Wyruszyli na Alderaan i choć nigdy tam nie dotarli, to ta podróż zmieniła zupełnie ich życie...
Zapraszam na moją podróż na Alderaan. Ona także wiedzie przez różne dziwne miejsca we wszechświecie. Wiedzie przez piękne choć czasem dziwne i trudne przyjaźnie, a przede wszystkim uczy odkrywać Prawdziwą Moc w człowieku i świecie. I ciągle doświadcza jak nie ulec ciemnej stronie mocy tego świata.

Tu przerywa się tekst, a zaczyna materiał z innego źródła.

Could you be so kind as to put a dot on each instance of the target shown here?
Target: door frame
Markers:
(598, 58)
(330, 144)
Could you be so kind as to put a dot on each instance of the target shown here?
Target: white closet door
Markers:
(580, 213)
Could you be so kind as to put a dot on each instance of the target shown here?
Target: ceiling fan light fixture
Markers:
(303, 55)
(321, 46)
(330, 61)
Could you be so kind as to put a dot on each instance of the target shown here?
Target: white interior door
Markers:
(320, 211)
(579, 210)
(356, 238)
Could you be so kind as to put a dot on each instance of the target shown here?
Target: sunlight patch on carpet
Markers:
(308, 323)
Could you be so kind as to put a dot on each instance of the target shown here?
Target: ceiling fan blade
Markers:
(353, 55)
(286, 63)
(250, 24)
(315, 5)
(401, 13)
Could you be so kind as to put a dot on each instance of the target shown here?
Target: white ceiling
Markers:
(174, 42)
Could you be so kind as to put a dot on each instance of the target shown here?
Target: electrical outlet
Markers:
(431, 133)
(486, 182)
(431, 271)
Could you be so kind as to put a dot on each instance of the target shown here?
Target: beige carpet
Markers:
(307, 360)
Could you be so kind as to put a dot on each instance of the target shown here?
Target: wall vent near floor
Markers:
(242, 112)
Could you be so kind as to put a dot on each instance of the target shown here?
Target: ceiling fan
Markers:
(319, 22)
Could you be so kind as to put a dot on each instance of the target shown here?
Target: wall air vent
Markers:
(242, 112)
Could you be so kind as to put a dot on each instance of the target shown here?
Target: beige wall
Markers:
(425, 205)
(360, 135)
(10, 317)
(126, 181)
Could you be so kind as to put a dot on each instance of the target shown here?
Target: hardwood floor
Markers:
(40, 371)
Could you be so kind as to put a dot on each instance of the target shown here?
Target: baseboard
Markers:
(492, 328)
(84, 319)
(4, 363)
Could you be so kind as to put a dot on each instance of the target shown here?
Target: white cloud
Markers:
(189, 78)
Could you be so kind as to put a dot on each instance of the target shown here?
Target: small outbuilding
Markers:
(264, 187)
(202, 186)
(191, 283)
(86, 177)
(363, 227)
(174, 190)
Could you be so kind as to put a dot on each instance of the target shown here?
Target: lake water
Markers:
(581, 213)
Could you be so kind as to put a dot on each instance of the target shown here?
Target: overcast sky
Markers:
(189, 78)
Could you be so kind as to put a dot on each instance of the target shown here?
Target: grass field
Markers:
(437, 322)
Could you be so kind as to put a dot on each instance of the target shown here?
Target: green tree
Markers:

niedziela, 31 stycznia 2010

Rakiety na Haiti! Czyli czego nie pokazały kamery

Dzień przed rozpoczęciem turnieju Australia Open, w niedzielę 17. 01 Roger Federer zorganizował specjalną imprezę "Hit for Haiti", z której dochód przeznaczono na pomoc ofiarom trzęsienia ziemi. Główną atrakcją był mecz pokazowy Federer'a z Nadal'em. Niestety to widowisko mogli oglądać tylko szczęściarze na trybunach. Dodatkowo uczestnicy tej akcji postanowili oddać swoje rakiety na aukcję na eBay. Licytować tutaj oczywiście mógł każdy i przyznam się, że i ja miałam ochotę podbić cenę rakiety Kim Clijsters, ale odpuściłam.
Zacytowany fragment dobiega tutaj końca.